NoSQLdata modelingMongoDBDynamoDBdatabasessystem design

NoSQL Data Modeling: Patterns for Document, Key-Value, Wide-Column & Graph Databases

March 28, 2026 6 min readBy Codelit Team Discussion

NoSQL Data Modeling#

Relational databases optimize for storage efficiency. NoSQL databases optimize for query efficiency. This fundamental difference changes everything about how you model data.

Relational vs NoSQL Mindset#

In relational modeling, you normalize first and worry about queries later:

Users table → Orders table → OrderItems table → Products table
4 JOINs to answer "What did user X buy?"

In NoSQL modeling, you start with the queries:

Access pattern: "Get all orders for user X with product details"
→ Design a single document or item that answers this in one read

The golden rule: model for access patterns, not for entities.

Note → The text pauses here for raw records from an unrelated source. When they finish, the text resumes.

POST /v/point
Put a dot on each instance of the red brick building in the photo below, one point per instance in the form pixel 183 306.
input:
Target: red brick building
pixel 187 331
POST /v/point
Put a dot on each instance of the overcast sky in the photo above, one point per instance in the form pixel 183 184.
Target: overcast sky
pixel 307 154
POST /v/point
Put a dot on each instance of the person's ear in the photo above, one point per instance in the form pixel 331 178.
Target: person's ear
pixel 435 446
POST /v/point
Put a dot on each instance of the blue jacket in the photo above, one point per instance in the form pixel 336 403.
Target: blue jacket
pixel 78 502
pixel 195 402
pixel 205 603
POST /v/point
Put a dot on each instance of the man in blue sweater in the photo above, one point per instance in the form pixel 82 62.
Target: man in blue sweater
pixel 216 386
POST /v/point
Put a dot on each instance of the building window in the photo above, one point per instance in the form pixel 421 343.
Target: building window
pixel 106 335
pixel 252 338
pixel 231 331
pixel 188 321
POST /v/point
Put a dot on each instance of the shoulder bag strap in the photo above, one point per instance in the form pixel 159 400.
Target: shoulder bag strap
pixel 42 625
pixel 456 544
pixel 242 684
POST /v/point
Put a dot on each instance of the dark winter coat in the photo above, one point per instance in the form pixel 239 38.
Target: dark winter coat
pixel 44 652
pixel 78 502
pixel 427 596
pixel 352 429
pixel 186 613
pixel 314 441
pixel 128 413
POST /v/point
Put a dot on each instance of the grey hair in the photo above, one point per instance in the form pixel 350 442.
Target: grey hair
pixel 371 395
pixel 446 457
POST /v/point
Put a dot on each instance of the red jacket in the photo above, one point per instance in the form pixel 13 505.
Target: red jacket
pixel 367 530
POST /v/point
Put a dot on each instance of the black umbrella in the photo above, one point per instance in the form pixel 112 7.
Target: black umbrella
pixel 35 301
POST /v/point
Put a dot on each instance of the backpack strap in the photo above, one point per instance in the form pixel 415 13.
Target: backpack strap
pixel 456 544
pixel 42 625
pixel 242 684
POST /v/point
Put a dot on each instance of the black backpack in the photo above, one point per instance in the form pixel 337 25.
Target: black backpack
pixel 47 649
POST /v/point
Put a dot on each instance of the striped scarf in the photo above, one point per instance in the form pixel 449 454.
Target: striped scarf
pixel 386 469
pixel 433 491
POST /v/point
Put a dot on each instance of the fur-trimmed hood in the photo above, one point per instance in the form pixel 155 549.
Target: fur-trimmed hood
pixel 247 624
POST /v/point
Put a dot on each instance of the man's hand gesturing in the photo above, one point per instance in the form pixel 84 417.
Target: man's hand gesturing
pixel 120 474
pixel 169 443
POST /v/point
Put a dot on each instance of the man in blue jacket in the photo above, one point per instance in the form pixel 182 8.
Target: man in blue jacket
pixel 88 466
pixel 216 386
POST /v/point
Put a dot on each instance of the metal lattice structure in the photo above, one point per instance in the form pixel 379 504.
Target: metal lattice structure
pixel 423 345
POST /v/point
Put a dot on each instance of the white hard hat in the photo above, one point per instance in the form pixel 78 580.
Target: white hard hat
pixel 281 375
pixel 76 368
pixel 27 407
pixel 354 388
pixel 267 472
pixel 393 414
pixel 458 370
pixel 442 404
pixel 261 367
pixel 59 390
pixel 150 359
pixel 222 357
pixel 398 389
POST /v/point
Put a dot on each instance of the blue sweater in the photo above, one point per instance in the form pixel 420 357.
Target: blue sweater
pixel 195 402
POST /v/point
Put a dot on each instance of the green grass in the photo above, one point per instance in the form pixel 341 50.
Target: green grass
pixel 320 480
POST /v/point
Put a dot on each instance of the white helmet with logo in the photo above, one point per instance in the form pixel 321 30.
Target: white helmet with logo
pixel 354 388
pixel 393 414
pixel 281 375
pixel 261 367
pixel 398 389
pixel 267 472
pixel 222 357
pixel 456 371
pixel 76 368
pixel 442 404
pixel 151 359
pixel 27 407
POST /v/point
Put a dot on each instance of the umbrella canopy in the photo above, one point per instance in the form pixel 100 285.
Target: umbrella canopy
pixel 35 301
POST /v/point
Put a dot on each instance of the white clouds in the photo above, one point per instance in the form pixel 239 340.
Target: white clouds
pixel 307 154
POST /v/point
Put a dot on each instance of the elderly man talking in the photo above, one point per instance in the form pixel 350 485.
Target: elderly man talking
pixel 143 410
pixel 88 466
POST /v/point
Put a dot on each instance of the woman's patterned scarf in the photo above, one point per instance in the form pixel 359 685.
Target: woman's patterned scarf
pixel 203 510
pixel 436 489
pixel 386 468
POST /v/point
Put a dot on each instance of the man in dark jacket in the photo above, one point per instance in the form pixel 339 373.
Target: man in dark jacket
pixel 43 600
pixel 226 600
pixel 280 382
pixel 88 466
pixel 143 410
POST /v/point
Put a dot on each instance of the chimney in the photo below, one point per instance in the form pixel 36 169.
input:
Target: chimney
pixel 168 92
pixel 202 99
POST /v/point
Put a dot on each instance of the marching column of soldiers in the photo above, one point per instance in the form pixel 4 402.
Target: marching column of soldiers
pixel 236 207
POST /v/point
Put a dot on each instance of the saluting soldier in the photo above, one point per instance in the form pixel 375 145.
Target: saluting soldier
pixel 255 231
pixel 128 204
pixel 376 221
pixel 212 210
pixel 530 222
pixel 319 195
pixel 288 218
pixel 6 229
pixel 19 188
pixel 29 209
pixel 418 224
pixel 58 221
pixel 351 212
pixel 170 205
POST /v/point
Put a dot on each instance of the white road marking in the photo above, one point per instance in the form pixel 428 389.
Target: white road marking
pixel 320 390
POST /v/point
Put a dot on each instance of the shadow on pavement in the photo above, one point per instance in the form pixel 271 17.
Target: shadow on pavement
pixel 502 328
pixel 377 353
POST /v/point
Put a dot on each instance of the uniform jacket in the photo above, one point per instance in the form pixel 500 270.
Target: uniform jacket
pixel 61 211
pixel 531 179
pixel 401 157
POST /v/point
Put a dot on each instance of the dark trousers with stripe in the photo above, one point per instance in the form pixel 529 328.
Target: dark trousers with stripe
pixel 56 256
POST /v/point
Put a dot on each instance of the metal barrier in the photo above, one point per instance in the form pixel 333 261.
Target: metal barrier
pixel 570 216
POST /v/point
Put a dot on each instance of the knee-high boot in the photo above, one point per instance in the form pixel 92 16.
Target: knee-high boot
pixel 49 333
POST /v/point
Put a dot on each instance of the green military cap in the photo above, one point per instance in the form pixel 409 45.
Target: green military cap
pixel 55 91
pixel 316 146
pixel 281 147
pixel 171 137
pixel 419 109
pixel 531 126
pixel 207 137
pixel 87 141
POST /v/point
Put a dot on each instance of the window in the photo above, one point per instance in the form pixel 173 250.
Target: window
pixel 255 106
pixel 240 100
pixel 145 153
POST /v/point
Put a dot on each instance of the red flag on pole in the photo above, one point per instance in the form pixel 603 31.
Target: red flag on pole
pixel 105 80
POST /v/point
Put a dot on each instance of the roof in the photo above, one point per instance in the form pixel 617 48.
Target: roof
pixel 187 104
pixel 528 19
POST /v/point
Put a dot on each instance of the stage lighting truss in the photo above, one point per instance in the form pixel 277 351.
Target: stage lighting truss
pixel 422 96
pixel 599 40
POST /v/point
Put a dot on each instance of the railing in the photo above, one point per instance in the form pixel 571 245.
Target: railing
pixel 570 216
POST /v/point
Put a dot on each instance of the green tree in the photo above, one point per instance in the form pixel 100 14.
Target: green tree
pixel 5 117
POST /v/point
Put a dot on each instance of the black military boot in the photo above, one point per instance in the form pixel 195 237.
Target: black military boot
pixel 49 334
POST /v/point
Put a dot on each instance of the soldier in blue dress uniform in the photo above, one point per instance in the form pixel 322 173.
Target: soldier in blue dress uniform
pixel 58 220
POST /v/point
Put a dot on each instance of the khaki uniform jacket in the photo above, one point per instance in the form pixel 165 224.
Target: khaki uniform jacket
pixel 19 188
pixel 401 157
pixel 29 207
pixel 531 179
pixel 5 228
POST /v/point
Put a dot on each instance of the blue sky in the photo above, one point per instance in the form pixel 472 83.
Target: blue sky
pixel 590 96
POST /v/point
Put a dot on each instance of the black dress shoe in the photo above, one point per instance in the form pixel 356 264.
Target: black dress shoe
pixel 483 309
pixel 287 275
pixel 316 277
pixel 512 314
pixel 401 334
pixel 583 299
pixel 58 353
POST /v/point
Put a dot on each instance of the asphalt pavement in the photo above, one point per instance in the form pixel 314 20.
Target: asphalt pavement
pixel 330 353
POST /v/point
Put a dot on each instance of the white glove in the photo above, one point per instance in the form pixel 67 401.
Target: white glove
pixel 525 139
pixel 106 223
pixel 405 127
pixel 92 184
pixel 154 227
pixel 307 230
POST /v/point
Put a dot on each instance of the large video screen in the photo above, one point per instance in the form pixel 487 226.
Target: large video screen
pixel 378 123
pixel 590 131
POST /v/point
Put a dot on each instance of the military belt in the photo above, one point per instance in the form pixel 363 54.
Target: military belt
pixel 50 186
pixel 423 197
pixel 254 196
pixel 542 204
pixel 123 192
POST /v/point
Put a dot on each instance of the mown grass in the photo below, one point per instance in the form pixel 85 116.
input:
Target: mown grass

Document Databases (MongoDB)#

Documents store nested, hierarchical data as JSON-like objects. The key decision is embedding vs referencing.

Embed When#

Data is read together frequently
Child data belongs to exactly one parent
The embedded array won't grow unbounded

// Order document — embed line items
{
  "_id": "order_123",
  "userId": "user_456",
  "status": "shipped",
  "items": [
    { "productId": "prod_A", "name": "Keyboard", "price": 89, "qty": 1 },
    { "productId": "prod_B", "name": "Mouse", "price": 49, "qty": 2 }
  ],
  "shipping": {
    "address": "123 Main St",
    "carrier": "FedEx",
    "tracking": "FX123456"
  }
}

Reference When#

Data is shared across documents (many-to-many)
Embedded arrays would grow without bound
You need independent updates

// Blog post — reference author (shared across posts)
{
  "_id": "post_789",
  "title": "NoSQL Patterns",
  "authorId": "author_42",
  "tagIds": ["tag_nosql", "tag_databases"]
}

The Subset Pattern#

Store frequently accessed fields inline and full data separately:

// Product listing (fast reads)
{ "_id": "prod_A", "name": "Keyboard", "price": 89, "thumbnail": "kb.jpg" }

// Product detail collection (full data)
{ "productId": "prod_A", "specs": { ... }, "reviews": [ ... ], "warranty": { ... } }

Key-Value Stores (Redis, DynamoDB)#

Key-value stores are the simplest and fastest NoSQL model. Everything revolves around key design.

Redis Patterns#

// Session store
SET session:abc123 '{"userId":"u1","role":"admin"}' EX 3600

// Leaderboard
ZADD leaderboard 9500 "player_1"
ZADD leaderboard 8700 "player_2"
ZREVRANGE leaderboard 0 9    // top 10

// Rate limiting
INCR ratelimit:user42:minute
EXPIRE ratelimit:user42:minute 60

DynamoDB Single-Table Design#

DynamoDB charges per table and per read/write. Single-table design puts all entities in one table using generic partition and sort keys:

PK                  | SK                  | Data
--------------------|---------------------|------------------
USER#u1             | PROFILE             | {name, email}
USER#u1             | ORDER#o1            | {status, total}
USER#u1             | ORDER#o2            | {status, total}
ORDER#o1            | ITEM#i1             | {product, qty}
ORDER#o1            | ITEM#i2             | {product, qty}
PRODUCT#p1          | METADATA            | {name, price}

Query "all orders for user u1":

PK = "USER#u1" AND begins_with(SK, "ORDER#")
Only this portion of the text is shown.